Re: accounting for memory used for BufFile during hash joins - Mailing list pgsql-hackers

From Melanie Plageman
Subject Re: accounting for memory used for BufFile during hash joins
Date
Msg-id CAAKRu_aUirDu2gud_jgqdV73KKycjNXY2GZ=2+FDMeorO6iTDQ@mail.gmail.com
Whole thread Raw
In response to Re: accounting for memory used for BufFile during hash joins  (Tomas Vondra <tomas.vondra@2ndquadrant.com>)
Responses Re: accounting for memory used for BufFile during hash joins  (Tomas Vondra <tomas.vondra@2ndquadrant.com>)
List pgsql-hackers


On Mon, May 6, 2019 at 8:15 PM Tomas Vondra <tomas.vondra@2ndquadrant.com> wrote:
Nope, that's not how it works. It's the array of batches that gets
sliced, not the batches themselves.

It does slightly increase the amount of data we need to shuffle between
the temp files, because we can't write the data directly to batches in
"future" slices. But that amplification is capped to ~2.2x (compared to
the ~1.4x in master) - I've shared some measurements in [1].

[1] https://www.postgresql.org/message-id/20190428141901.5dsbge2ka3rxmpk6%40development


Cool, I misunderstood. I looked at the code again today, and, at the email
thread where you measured "amplification".

In terms of how many times you write each tuple, is it accurate to say that a
tuple can now be spilled three times (in the worst case) whereas, before, it
could be spilled only twice?

1 - when building the inner side hashtable, tuple is spilled to a "slice" file
2 - (assuming the number of batches was increased) during execution, when a
tuple belonging to a later slice's spill file is found, it is re-spilled to that
slice's spill file
3 - during execution, when reading from its slice file, it is re-spilled (again)
to its batch's spill file

Is it correct that the max number of BufFile structs you will have is equal to
the number of slices + number of batches in a slice
because that is the max number of open BufFiles you would have at a time?

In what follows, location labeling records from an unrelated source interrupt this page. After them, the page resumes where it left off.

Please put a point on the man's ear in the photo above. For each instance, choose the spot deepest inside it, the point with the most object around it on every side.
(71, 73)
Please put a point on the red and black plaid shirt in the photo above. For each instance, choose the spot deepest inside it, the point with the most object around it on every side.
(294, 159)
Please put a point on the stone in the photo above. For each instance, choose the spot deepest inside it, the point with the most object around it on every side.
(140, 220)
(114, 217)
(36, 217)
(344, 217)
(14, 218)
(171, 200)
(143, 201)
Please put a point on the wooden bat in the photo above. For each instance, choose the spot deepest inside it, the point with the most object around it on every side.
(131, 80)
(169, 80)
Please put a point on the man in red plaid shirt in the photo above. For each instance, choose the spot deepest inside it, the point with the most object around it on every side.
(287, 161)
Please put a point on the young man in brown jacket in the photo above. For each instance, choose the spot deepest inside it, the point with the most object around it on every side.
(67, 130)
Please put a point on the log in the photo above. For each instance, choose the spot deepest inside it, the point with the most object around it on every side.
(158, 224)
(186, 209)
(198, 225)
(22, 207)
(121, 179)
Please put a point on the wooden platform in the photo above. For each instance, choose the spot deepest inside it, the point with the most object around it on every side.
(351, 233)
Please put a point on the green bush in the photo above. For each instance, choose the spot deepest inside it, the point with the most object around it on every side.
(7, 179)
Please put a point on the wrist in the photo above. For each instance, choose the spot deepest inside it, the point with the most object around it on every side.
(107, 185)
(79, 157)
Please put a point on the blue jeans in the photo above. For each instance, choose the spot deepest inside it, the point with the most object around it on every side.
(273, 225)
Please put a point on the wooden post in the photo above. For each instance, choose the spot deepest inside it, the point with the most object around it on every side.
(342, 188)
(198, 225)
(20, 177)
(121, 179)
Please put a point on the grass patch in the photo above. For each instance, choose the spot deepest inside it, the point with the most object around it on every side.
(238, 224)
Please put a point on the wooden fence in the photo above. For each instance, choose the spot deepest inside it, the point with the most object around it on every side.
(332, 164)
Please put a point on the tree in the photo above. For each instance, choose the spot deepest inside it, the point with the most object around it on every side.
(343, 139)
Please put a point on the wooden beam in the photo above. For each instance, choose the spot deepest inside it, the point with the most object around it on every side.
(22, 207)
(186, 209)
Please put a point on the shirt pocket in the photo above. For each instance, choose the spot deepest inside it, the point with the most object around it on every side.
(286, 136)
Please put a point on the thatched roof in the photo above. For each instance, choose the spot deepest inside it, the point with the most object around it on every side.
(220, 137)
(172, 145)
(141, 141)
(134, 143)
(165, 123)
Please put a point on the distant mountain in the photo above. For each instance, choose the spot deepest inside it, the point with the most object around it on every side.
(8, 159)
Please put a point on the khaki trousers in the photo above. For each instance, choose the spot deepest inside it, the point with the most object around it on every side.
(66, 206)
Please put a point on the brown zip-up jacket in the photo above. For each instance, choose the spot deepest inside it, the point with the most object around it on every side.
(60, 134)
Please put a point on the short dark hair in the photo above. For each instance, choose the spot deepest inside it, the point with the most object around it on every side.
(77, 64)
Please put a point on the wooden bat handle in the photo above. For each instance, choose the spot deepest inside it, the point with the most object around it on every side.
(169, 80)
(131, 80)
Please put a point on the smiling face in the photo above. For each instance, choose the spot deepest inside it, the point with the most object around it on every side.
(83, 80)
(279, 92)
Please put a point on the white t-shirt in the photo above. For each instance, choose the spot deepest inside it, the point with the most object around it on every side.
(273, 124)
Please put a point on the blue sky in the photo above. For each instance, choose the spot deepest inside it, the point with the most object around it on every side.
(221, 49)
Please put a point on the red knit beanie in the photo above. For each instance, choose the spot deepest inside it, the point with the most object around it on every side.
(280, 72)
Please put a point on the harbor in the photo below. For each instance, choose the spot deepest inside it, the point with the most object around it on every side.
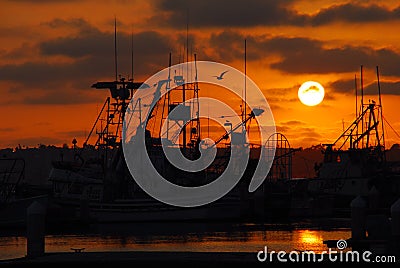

By the way, applying v4 patch on master, in an assert build, I am tripping some
asserts -- starting with
Assert(!file->readOnly);
in BufFileWrite

One thing I was a little confused by was the nbatch_inmemory member of the
hashtable.  The comment in ExecChooseHashTableSize says that it is determining
the number of batches we can fit in memory.  I thought that the problem was the
amount of space taken up by the BufFile data structure itself--which is related
to the number of open BufFiles you need at a time. This comment in
ExecChooseHashTableSize makes it sound like you are talking about fitting more
than one batch of tuples into memory at a time. I was under the impression that
you could only fit one batch of tuples in memory at a time.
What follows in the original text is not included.